If you want to see how this works in practice and can tolerate being geeked out, asking the web server in Texas, we get:
*PROD* supersekrit@localhost /home/radiotest >dig www.twitter.com ; <<>> DiG 9.9.5-3ubuntu0.9-Ubuntu <<>> www.twitter.com ;; global options: +cmd ;; Got answer: ;; ->>HEADER<<- opcode: QUERY, status: NOERROR, id: 33091 ;; flags: qr rd ra; QUERY: 1, ANSWER: 5, AUTHORITY: 4, ADDITIONAL: 1 ;; OPT PSEUDOSECTION: ; EDNS: version: 0, flags:; udp: 4096 ;; QUESTION SECTION: ;www.twitter.com. IN A ;; ANSWER SECTION: www.twitter.com. 285 IN CNAME twitter.com. twitter.com. 35 IN A 199.59.150.7 twitter.com. 35 IN A 199.59.148.10 twitter.com. 35 IN A 199.59.148.82 twitter.com. 35 IN A 199.59.149.198 ;; AUTHORITY SECTION: twitter.com. 46611 IN NS ns3.p34.dynect.net. twitter.com. 46611 IN NS ns1.p34.dynect.net. twitter.com. 46611 IN NS ns2.p34.dynect.net. twitter.com. 46611 IN NS ns4.p34.dynect.net. ;; Query time: 1 msec ;; SERVER: 72.14.191.5#53(72.14.191.5) ;; WHEN: Sat Oct 22 02:43:36 EDT 2016 ;; MSG SIZE rcvd: 208 *PROD* supersekrit@localhost /home/radiotest >
We got the answer in 1/1000th of a second, so clearly aunt www in the Twitter family is well known. 72.14.191.5 is the local copy in the data center. Until the information there goes stale, today’s attack would have had no effect for hours – for people or computers using that data center.

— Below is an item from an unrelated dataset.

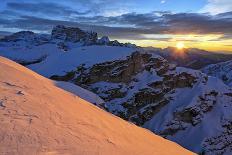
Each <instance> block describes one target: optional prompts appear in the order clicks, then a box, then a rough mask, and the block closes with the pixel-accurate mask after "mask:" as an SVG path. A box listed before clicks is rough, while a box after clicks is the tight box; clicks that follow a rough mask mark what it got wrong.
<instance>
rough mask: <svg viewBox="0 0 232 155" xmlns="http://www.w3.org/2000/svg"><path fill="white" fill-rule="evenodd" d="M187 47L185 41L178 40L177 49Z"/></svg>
mask: <svg viewBox="0 0 232 155" xmlns="http://www.w3.org/2000/svg"><path fill="white" fill-rule="evenodd" d="M184 47H185V45H184V43H183V42H178V43H177V44H176V48H177V49H180V50H181V49H183V48H184Z"/></svg>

It remembered four different authoritative servers for Twitter – while it remembered www, if we asked for aunt www2, it might have to actually ask. So it also remembered 4 different answers to “what is the number for www.twitter.com?” Sometimes the first one doesn’work. If all 4 are broken, only then do we get the server not found error in the browser.

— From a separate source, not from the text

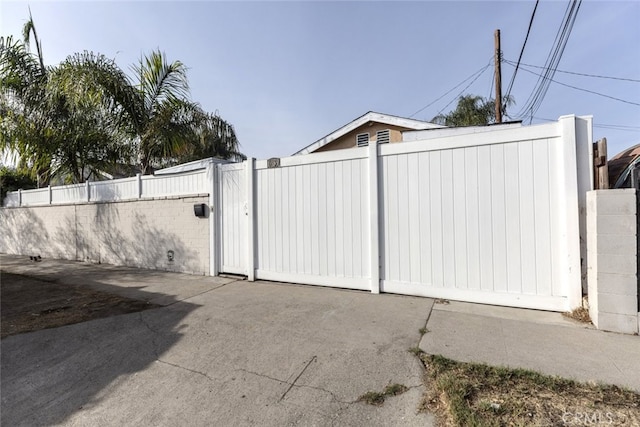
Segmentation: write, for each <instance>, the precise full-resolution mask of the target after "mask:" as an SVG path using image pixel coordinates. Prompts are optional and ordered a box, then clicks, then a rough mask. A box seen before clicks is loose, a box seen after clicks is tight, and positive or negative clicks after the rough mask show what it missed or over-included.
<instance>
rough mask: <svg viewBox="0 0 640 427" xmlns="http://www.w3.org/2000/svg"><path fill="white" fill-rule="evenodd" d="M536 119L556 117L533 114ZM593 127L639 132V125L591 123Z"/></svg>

Dynetc.net was the target today – twitter could run its own authoritative servers, but this is a very specialized service, especially useful for companies that experience cyber attacks. Today, instead of flooding the Twitter phone system with millions of calls, they flooded the Twitter switchboard operator. She got very very busy for anyone who forget www’s extension and had to ask again. Because this service is offered to many different customers, it clobbered them all. One obvious improvement would be different authoritative servers for each customer, so only the one target is affected, and the motive is clearer.